Kenn Kaufman is a birding celebrity. He is well-known not only for his field guides but also for his North American Big Year, famously described in his memoir, Kingbird Highway, in which he describes his hitchhiking, cat-food eating, country-criss-crossing attempt at breaking the Big Year record (he did, but another birder beat the record by even more in the same year). He is also a conservationist, tour guide, magazine-article writer, and, by many accounts, an all around good guy. But even good guy birding celebrities have family and all the positives and negatives that family brings with them.
His latest book, Flights Against the Sunset: Stories that Reunited a Mother and Son, is based around not only his birding adventures, but around his seriously ill mother. The book is a series of tales of Kaufman’s experiences while birding, some real, some make-believe, as told to his mother while she was hospitalized. It is touching and funny, sublime and ridiculous, introspective and outward-looking. Most of all it is a tribute to his mother who “never had a good night’s sleep” when Kaufman, as a teenager, was on the road doing his Big Year.
The themes of some chapters will be familiar to those who, like me, read a lot of bird literature. One chapter called “Supercool” focuses on hard-core birders who are so intent on adding check marks to their lists that they ignore the common birds, and even the not-so-common birds, that they have already seen. Another describes the amazing spectacle of thousands and thousands of flamingos in Africa. But even though the choice of topics might be familiar Kaufman manages to make them interesting and one can almost feel what I imagine must be his engaging personality come through the page. As he says at the conclusion of the opening chapter:
This was no time for the dry details of ornithology. My subject matter would have to come from that frontier where the world of birds intersects with the world of the humans who pursue them.
Kaufman manages to stay true to this ideal, avoiding discussions of tertials or other mind-numbing details of avian topography and focusing instead on the experiences of a lifetime of birding both alone and with a host of birders and non-birders. He also turns introspective, meditating on his mother’s life and how her marriage at a young age limited her horizons but allowed him and his brothers the chance to fulfill their dreams.

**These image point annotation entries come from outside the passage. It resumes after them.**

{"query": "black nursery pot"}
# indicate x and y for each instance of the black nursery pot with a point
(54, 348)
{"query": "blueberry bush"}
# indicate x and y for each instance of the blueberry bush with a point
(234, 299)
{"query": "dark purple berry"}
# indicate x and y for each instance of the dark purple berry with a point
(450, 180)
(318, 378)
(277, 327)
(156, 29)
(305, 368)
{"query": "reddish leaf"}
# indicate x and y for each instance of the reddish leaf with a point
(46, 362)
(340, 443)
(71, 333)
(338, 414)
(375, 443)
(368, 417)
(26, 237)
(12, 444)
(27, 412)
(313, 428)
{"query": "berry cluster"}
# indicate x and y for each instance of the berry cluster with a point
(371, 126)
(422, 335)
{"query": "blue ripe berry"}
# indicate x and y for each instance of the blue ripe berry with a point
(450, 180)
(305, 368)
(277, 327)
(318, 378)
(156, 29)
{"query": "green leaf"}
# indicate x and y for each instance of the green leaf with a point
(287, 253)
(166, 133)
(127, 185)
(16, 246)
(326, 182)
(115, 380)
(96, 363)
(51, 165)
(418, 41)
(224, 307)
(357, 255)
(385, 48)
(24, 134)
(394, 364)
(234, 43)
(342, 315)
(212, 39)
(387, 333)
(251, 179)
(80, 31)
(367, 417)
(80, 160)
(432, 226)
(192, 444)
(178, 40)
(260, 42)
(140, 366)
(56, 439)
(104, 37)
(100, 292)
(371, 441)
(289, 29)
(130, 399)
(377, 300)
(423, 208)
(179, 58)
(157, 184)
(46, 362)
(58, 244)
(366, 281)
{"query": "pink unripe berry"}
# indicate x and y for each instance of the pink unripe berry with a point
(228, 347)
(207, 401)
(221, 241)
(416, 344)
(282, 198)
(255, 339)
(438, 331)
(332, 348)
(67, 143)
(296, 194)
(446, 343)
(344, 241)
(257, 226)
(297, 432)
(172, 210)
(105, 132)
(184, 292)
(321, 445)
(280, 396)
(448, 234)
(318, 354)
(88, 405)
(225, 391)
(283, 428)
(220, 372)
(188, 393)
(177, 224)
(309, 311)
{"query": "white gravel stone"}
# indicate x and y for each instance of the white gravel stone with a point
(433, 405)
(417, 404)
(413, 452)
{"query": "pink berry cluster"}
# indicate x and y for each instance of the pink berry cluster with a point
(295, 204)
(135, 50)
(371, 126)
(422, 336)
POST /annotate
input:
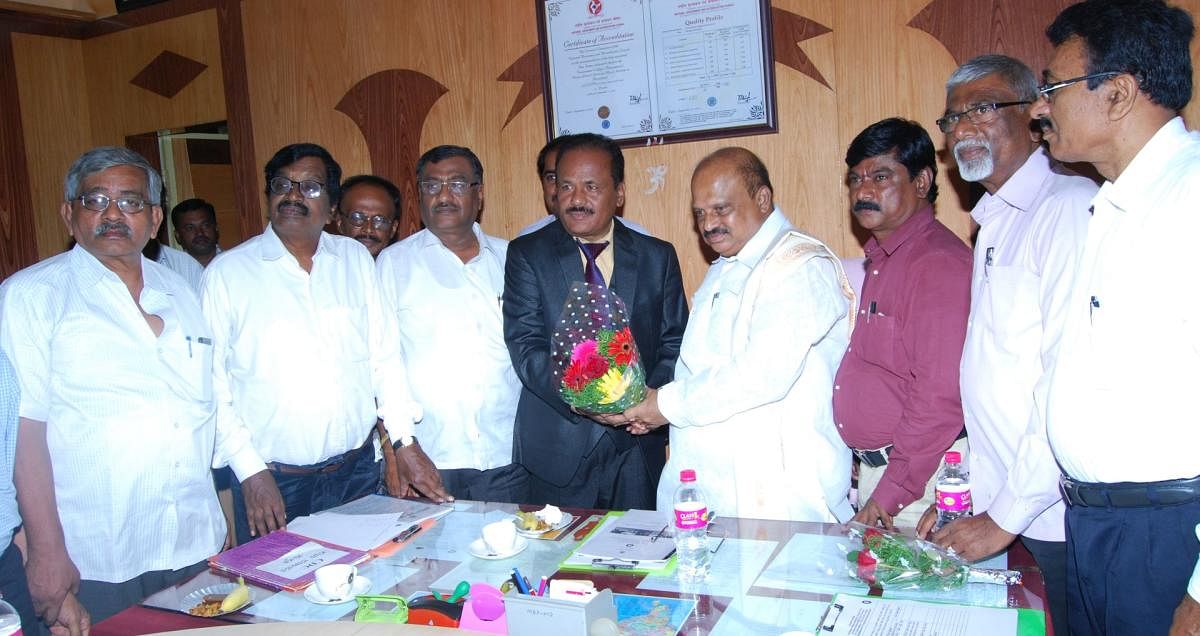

Perhaps my favorite chapter in the book is when he describes his thirteen-year-old self on a “date” with the prettiest girl in his English class. Instead of paying attention to her he pays attention to an unfamiliar buzzy bird song. Even when he compliments her it is in terms of birds, comparing the color of her hair to a Buff-breasted Sandpiper. Rather than make a move and get his first kiss while they sat on a river bank under a willow tree he winds up distracted by bird song and left with the birds (a decision which he doesn’t seem to regret).
Some books of essays and articles lack a unifying theme that makes the book work as a whole. This is not one of them. The chapters in which Kauffman tells his birding tales are interspersed with meditations on his mother, his family, and how he became a top notch birder. There are also the matters of flying penguins and whether or not Kauffman’s mother is right about Black-capped Chickadees being in her backyard. Having his relationship with his mother as the central theme in the book frees Kauffman to take flights of fancy in a couple of the stories he tells, especially the one about the birding motorcycle clubs.
All-in-all this slim volume is worth owning. It would make a perfect Mother’s Day gift, especially if you were fortunate enough to get into birding young and have a long-suffering mother who gave you rides to see rarities. I’m a quick reader so I finished it on a couple of subway rides but I have a feeling I’ll be returning to it to reread some of the sections that really struck home. If how Kenn Kauffman turned out is any indication of what kind of person his mother is then she must be one heck of a lady!
Sounds like one to check out. I enjoyed Kingbird Highway, and I like the way he writes. Thank for the review, Corey.
It is a shame that MR. Kaufmann has not experienced the actions of the many Northern Goshawks -winter residents and always in flight- that reside in Tucson and can be found perusing the landscape in all areas of the city limits and just outside the city limits. Is is beyond my comprehension- that he can be so ignorant of what is occurring in the sky over Tucson. nelson briefer- Northern goshawk Specialist- 22 months of observing goshawks in Tucson- statrting in winter 2000-01.
@Nelson: I have no idea what you are talking about nor do I understand why you would post such a comment on a review of one of Kenn’s books.
I’ve a question: if they’re ‘always in flight’ how do they eat, as Goshawks don’t feed on the wing? Or sleep, drink, breed, or roost on the wing. Is Mr Nelson a ‘pigeon fancier’ by any chance as this sounds like the typical opportunistic whinge of a member of an anti-raptor interest group? Come on Mr Nelson, you race pigeons don’t you, because it seems unlikely you were ‘observing goshawks’ very closely and if you were you were obviously intending to make a specific point which you then forgot to make…Pigeon racer, I’d put money on it.